Washington, DC--(ENEWSPF)--April 5, 2012. Newly published research has documented that widely used herbicides can adversely impact non-target invertebrate organisms and that endangered species face acute risk from such impacts. Researchers found that adult numbers of the Behr’s metalmark butterfly dropped by one-fourth to more than one-third when its larvae were exposed to herbicides applied in the vicinity of the butterfly’s preferred food source, the naked stem buckwheat plant. The results are especially disturbing because the Behr’s metalmark was being studied as a surrogate for the Lange’s metalmark butterfly, which shares the same habitat and feeding preference and whose population has shrunk from 2,300 in 1999 to less than 100 today. As a federally protected endangered species, the Lange’s metalmark could not be included in the experiment. Researchers concluded that inert ingredients in the herbicide formulations or indirect effects on food plant quality may be causing the increased butterfly mortality.
The research was conducted at the 55 acre Antioch Dunes National Wildlife Refuge in Contra Costa County, CA, which is the only known habitat for the Lange’s metalmark. Refuge managers noticed that the naked stem buckwheat, which is native to the refuge and supports both species of butterflies, was being displaced by invasive plants, including ripgut brome, vetch and yellow starthistle. After suppressive measures, including grazing and mechanical and manual removal of the invasive species proved ineffective, managers resorted to herbicide applications including triclopyr, sethoxydim and imazapyr.

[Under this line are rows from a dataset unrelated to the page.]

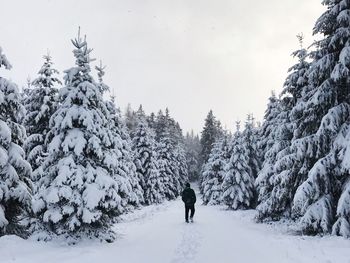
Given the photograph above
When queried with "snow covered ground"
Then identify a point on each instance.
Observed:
(158, 234)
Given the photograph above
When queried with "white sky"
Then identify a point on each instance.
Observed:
(189, 55)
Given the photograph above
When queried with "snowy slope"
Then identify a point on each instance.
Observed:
(157, 234)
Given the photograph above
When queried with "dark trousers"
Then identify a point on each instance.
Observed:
(187, 210)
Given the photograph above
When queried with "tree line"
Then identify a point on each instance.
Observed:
(296, 164)
(70, 163)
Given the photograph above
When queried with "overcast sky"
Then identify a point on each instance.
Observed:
(189, 55)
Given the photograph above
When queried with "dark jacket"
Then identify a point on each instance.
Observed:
(188, 196)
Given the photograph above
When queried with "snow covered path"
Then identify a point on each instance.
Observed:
(157, 234)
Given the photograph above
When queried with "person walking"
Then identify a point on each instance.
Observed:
(189, 198)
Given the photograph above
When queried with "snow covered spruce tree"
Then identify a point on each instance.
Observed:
(280, 174)
(273, 183)
(238, 190)
(192, 149)
(147, 164)
(40, 104)
(15, 171)
(250, 143)
(214, 171)
(78, 196)
(322, 201)
(211, 132)
(130, 189)
(168, 167)
(268, 127)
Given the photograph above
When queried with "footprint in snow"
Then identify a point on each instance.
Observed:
(187, 248)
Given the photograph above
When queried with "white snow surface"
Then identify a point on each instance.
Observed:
(158, 234)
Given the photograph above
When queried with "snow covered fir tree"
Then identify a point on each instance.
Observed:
(74, 163)
(40, 103)
(15, 171)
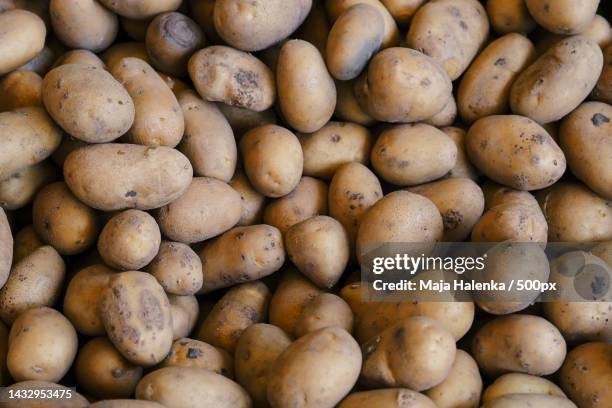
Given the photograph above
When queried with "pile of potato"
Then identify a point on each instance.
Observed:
(187, 188)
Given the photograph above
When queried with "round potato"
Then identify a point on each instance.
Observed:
(449, 31)
(413, 154)
(403, 85)
(136, 315)
(42, 345)
(558, 81)
(158, 119)
(118, 176)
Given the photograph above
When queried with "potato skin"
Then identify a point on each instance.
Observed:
(413, 154)
(22, 37)
(28, 136)
(327, 356)
(256, 26)
(158, 119)
(34, 281)
(515, 151)
(586, 139)
(519, 343)
(136, 315)
(485, 87)
(388, 93)
(224, 74)
(208, 208)
(558, 81)
(449, 31)
(136, 177)
(191, 387)
(30, 357)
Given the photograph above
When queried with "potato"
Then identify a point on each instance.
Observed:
(256, 26)
(563, 17)
(585, 137)
(19, 189)
(208, 141)
(306, 91)
(22, 37)
(28, 136)
(141, 9)
(508, 16)
(308, 199)
(333, 145)
(462, 387)
(560, 204)
(194, 353)
(515, 151)
(223, 74)
(586, 375)
(82, 299)
(83, 24)
(136, 315)
(517, 383)
(241, 307)
(460, 202)
(388, 94)
(558, 81)
(118, 176)
(34, 281)
(420, 221)
(20, 89)
(158, 119)
(292, 295)
(62, 221)
(327, 361)
(87, 102)
(258, 348)
(241, 254)
(42, 345)
(356, 35)
(103, 372)
(177, 268)
(519, 343)
(449, 31)
(485, 87)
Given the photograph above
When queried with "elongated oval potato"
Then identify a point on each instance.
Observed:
(515, 151)
(208, 141)
(223, 74)
(83, 24)
(327, 361)
(558, 81)
(242, 254)
(257, 350)
(136, 315)
(34, 281)
(449, 31)
(22, 37)
(333, 145)
(485, 87)
(158, 119)
(30, 357)
(356, 35)
(208, 208)
(306, 91)
(403, 85)
(519, 343)
(87, 102)
(255, 26)
(28, 136)
(118, 176)
(413, 154)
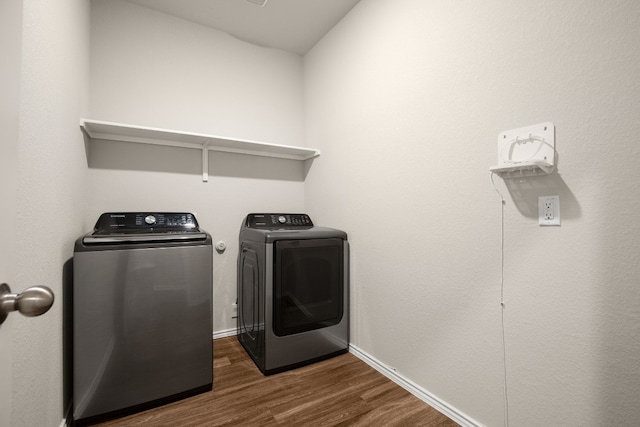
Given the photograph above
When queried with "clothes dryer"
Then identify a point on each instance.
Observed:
(293, 291)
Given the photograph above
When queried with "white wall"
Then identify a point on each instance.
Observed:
(151, 69)
(11, 52)
(51, 175)
(406, 98)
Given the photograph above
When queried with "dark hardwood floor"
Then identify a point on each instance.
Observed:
(342, 391)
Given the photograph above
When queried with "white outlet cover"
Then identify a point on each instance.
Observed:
(549, 210)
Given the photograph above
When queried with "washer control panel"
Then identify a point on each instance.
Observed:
(145, 222)
(275, 220)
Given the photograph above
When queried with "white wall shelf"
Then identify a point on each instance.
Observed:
(527, 151)
(95, 129)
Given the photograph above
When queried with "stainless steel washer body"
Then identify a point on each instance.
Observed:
(142, 323)
(293, 291)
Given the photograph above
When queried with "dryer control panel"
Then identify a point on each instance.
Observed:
(276, 220)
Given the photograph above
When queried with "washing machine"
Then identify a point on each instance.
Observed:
(293, 291)
(142, 314)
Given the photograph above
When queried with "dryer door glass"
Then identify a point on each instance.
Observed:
(308, 285)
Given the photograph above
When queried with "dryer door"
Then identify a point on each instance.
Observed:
(308, 285)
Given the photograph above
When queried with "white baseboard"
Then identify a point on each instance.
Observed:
(225, 333)
(415, 389)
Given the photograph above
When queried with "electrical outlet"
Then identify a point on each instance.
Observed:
(549, 210)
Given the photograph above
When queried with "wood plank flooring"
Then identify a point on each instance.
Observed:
(342, 391)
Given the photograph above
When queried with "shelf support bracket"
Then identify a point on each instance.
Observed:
(205, 161)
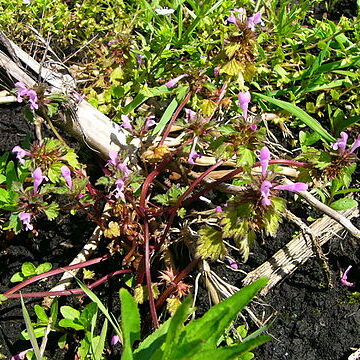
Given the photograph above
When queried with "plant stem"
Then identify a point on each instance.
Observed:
(69, 292)
(174, 117)
(148, 274)
(55, 272)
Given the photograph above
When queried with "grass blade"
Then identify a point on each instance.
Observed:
(30, 330)
(301, 115)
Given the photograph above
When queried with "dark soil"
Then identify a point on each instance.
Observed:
(313, 322)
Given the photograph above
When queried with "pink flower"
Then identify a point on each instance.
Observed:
(341, 143)
(292, 187)
(25, 218)
(20, 153)
(126, 122)
(265, 192)
(264, 160)
(254, 20)
(118, 192)
(343, 279)
(267, 185)
(164, 11)
(193, 156)
(29, 93)
(149, 122)
(38, 178)
(114, 161)
(355, 145)
(140, 59)
(173, 82)
(231, 262)
(244, 99)
(114, 340)
(66, 173)
(190, 115)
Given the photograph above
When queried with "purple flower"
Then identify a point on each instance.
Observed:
(114, 340)
(126, 122)
(344, 280)
(292, 187)
(164, 11)
(149, 122)
(264, 160)
(244, 99)
(118, 192)
(265, 192)
(114, 161)
(25, 218)
(140, 59)
(254, 20)
(29, 93)
(355, 145)
(231, 262)
(66, 173)
(173, 82)
(341, 144)
(193, 156)
(38, 179)
(190, 115)
(267, 185)
(20, 153)
(237, 15)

Noticing that the Lange’s metalmark population continued to decline after the herbicide applications began, refuge managers undertook a study of their potential toxicity. Researchers sprayed triclopyr, sethoxydim, and imazapyr at regularly applied rates on Behr’s metalmark larvae and its favorite host plant, naked stem buckwheat. The larvae were then raised in the laboratory over several months, after which time between 24-36% fewer adults emerged from pupation in the herbicide-treated trials compared to controls.
John Stark, PhD, an eco-toxicologist from Washington State University’s Puyallup Research and Extension Center, who co-authored the study said, “A lot of people believe that herbicides don’t have an effect on animal life, but we found that they can have an effect. We found that these three herbicides had a negative effect on these butterflies.” In a small population of endangered animals, Dr. Stark said, “Any kind of reduction like that is going to be a problem.”
The study, funded by the U.S Fish and Wildlife Service (FWS) and published in the journal Environmental Pollution, is one of the first to document the effects of herbicides on butterflies. Several studies have shown herbicides can adversely affect animal life, even though they are designed to kill plants. Since each herbicide in the Behr’s metalmark research has a different mode of action, Dr. Stark speculates that their toxic effects may be due to inert ingredients contained but not identified in the formulations, or indirect effects on food plant quality. Of the three herbicides studied, refuge managers now use only triclopyr, mainly on woody plants and trees in areas far away from prime butterfly habitat.
The area now contained in the refuge is part of a much larger ecosystem that changed significantly when people began digging up the sand dunes to make bricks, many of which were used to rebuild San Francisco after the 1906 earthquake. Nevertheless, in the 1930s, 13 endemic plants and insects were documented living in the dune system, said Louis Terrazas, a FWS wildlife refuge specialist. Mining continued until 1980 when the federal government stepped in to create the refuge amidst the badly fragmented dunes. Of the 13 unique species recorded 50 years earlier, only the endangered Contra Costa wallflower, Antioch Dunes evening-primrose, and the Lange’s metalmark butterfly remain.
Sources: San Francisco Chronicle, beyondpesticides.org
All unattributed positions and opinions in this piece are those of Beyond Pesticides.